UNA MATTINA QUALUNQUE

di Sergio Tardetti

Capita, una mattina qualunque, di guardarsi intorno e immaginare come sarà il mondo, quando. E’ su questo “quando” che indugia sovente il pensiero, proponendo ipotesi e situazioni che a volte non includono la necessità della nostra presenza, piuttosto tendono ad escluderla. Nei quando atemporali c’è sempre modo di collocare tutto e tutti, ad esclusione di noi stessi, perché i “quando” contemplano giorni piuttosto lontani dall’oggi. Sterile esercizio, direbbe qualcuno particolarmente materialista, come lo definisco io, oppure particolarmente animato da senso pratico, come si definirebbe lui. Il fatto è che immaginare è uno degli esercizi mentali che preferisco e che in questi tempi sembra piuttosto accantonato. Credo di averlo fatto da sempre, fin da bambino, come quasi certamente la stragrande maggioranza dei miei coetanei, ancora completamente all’oscuro delle costrizioni a cui ci avrebbe sottoposto, in un futuro non troppo remoto, la cosiddetta educazione. Questa parola, dai molteplici significati e sfumature, finiva sempre per coincidere con l’altra più temuta “istruzione”, capace senza dubbio di fornire gli strumenti per trasformare le cose immaginate in segni sulla carta e dare loro quella fisicità che, a parere di alcuni, avrebbe dovuto eternarle. A volte le cose immaginate si trasformavano in pensieri piuttosto che in oggetti, non sempre il desiderio attiene al possesso, a volte si incarna in qualcosa di non apprezzabile in senso stretto.
Così, in una mattina qualunque, ci si ferma a fantasticare, non troppo a lungo perché il tempo, come dicono quelli che prezzano tutto, è denaro e senza denaro non puoi comprare il tempo.

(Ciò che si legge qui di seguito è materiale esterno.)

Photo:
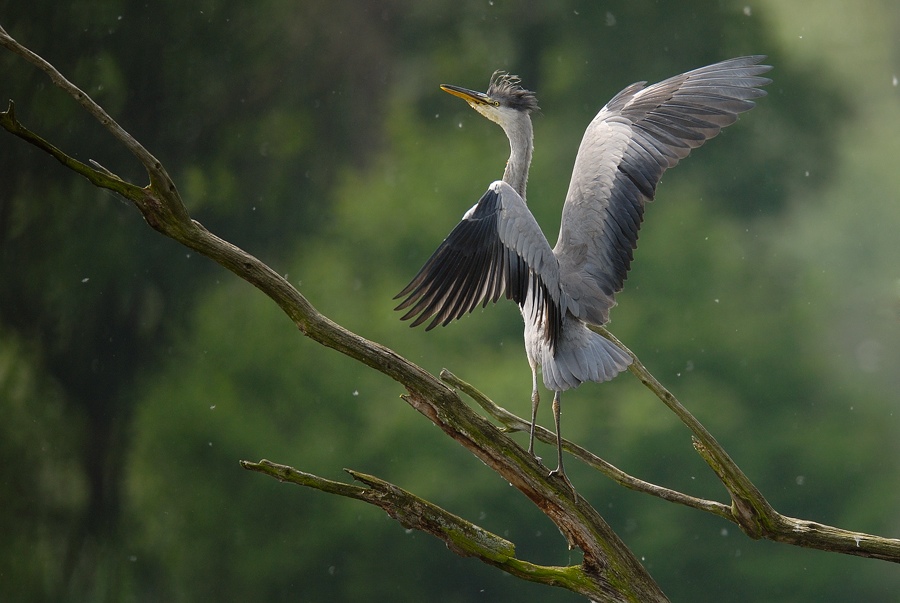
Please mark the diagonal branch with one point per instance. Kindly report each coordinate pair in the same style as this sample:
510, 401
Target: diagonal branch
515, 423
609, 571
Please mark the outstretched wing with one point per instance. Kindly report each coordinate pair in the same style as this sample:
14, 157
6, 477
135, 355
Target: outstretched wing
636, 137
497, 249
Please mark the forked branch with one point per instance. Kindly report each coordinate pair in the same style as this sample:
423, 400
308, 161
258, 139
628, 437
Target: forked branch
609, 571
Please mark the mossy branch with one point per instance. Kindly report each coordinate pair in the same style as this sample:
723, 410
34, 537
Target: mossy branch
609, 571
412, 512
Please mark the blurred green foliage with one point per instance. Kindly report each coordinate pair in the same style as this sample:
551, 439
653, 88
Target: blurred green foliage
134, 375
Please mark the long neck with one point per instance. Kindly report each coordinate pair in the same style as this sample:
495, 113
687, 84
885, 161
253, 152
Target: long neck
521, 145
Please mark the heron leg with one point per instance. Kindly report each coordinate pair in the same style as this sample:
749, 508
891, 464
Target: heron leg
535, 400
560, 471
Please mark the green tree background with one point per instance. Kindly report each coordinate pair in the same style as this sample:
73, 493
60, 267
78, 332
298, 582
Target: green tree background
133, 375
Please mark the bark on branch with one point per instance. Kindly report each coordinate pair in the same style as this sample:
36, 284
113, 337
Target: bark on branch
609, 572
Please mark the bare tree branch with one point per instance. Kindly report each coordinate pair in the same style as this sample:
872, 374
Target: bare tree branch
609, 571
462, 537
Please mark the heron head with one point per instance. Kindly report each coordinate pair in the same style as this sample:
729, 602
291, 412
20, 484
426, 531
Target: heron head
505, 100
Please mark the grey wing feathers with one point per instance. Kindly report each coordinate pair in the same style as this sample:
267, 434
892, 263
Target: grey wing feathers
497, 249
638, 135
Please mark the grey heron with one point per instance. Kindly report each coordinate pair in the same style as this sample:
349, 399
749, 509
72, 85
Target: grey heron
499, 249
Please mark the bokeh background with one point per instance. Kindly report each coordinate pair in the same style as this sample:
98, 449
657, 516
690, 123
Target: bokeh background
134, 374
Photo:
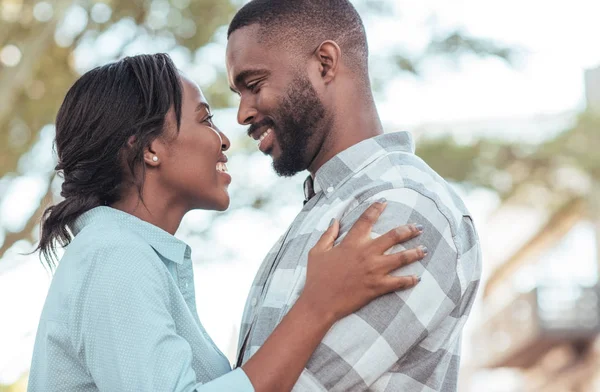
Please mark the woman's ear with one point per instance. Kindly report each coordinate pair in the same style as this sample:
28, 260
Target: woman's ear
329, 55
152, 156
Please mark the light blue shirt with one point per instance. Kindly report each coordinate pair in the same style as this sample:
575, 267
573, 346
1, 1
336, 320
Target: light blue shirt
121, 315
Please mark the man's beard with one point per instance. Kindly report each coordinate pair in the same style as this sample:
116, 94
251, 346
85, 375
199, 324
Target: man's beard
300, 117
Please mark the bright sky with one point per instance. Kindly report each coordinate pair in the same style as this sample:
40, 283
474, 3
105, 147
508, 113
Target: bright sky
561, 40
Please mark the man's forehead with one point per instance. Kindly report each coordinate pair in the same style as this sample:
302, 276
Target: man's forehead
246, 52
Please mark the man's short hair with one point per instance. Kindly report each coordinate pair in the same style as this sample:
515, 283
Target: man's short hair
305, 24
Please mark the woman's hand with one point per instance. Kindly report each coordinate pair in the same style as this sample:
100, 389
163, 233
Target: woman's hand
342, 279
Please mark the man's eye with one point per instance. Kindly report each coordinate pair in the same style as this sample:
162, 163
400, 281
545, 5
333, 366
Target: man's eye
253, 87
209, 120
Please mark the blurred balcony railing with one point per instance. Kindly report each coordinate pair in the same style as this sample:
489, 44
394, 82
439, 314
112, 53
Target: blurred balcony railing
535, 322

La durata dell’operazione è anch’essa una durata qualunque, conseguenza della notevole diversità esistente, per nostra fortuna, tra le persone che popolano questa terra. E in qualche modo, dipende anche dal valore – e non dal prezzo – che le attribuiamo. E questo valore aumenta notevolmente tra le persone che non danno importanza al prezzo, non già perché siano ricche di loro, ma perché considerano il denaro una necessità, ma non un dovere. In quanto necessità, il denaro occorre per la vita quotidiana, ma c’è chi è convinto che lo scopo della vita non sia accumulare denaro, quindi non fare del denaro un dovere. Strano, vero? Eppure, ne conosco di persone che limitano il possesso di denaro a quanto basta per vivere con dignità, senza essere costretti a mendicare per poter disporre della soddisfazione almeno dei bisogni primari. Una mattina qualunque, capiterà a ciascuno di noi di dover riflettere in pochissimi istanti sul senso del nostro passaggio su questa terra e su cosa avremo lasciato e staremo lasciando in quel momento. Se lasceremo volti sorridenti e pensieri felici, allora saremo riusciti a sfuggire al dovere del denaro.